Your mention of 'inscrutari' really peaked my interest. You rightly sense that this word isn’t very prestigious, a bit niche, a bit late. But I'm not sure it should completely cede its authenticity: Judging from the TLL, 'inscrutor' appears in Augustine, and he is clearly fond of the derivative adjective 'inscrutabilis', which appears to have been far more popular.

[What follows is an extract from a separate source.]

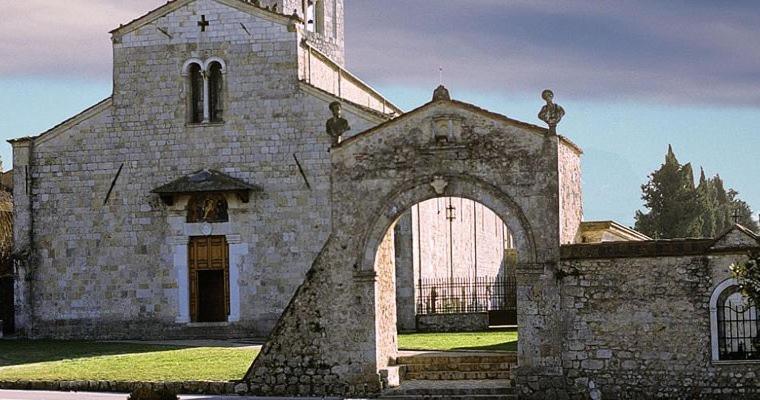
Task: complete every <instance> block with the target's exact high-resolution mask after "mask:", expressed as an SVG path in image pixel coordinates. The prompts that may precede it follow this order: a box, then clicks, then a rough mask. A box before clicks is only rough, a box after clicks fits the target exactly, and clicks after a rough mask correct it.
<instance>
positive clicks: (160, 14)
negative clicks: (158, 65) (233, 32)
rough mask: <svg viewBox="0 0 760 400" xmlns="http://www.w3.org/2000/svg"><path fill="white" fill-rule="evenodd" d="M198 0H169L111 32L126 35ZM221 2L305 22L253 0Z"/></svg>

Permit me, Andrew, a perfect digression: As I read the sources, I couldn't help but notice Jerome's translation of Jeremiah 17:9, "Pravum est cor omnium, et inscrutabile : quis cognoscet illud ? ". The Hebrew word that Jerome translates is אנוש. It has a Holam in the Massoretic text, which means "human". That is probably why the Septuagint simply translates it as ἂνθρωπος. Jerome comments, however, that he is reading אנוש with a Shuruk (Comm. in Ierm. 17 V. 9-10), which according to him ought to be translated 'Inscrutabile, sive desperabile'. I haven't an inkling why! I'll look into it soon, probably, as I'm working on a post on Christian Hebraists commening on the Bible.
So: I surmise that it is a late word certainly, and probably not of highborn Latinity; but still a part of the lexicon before Virgil Grammaticus. But you tell me!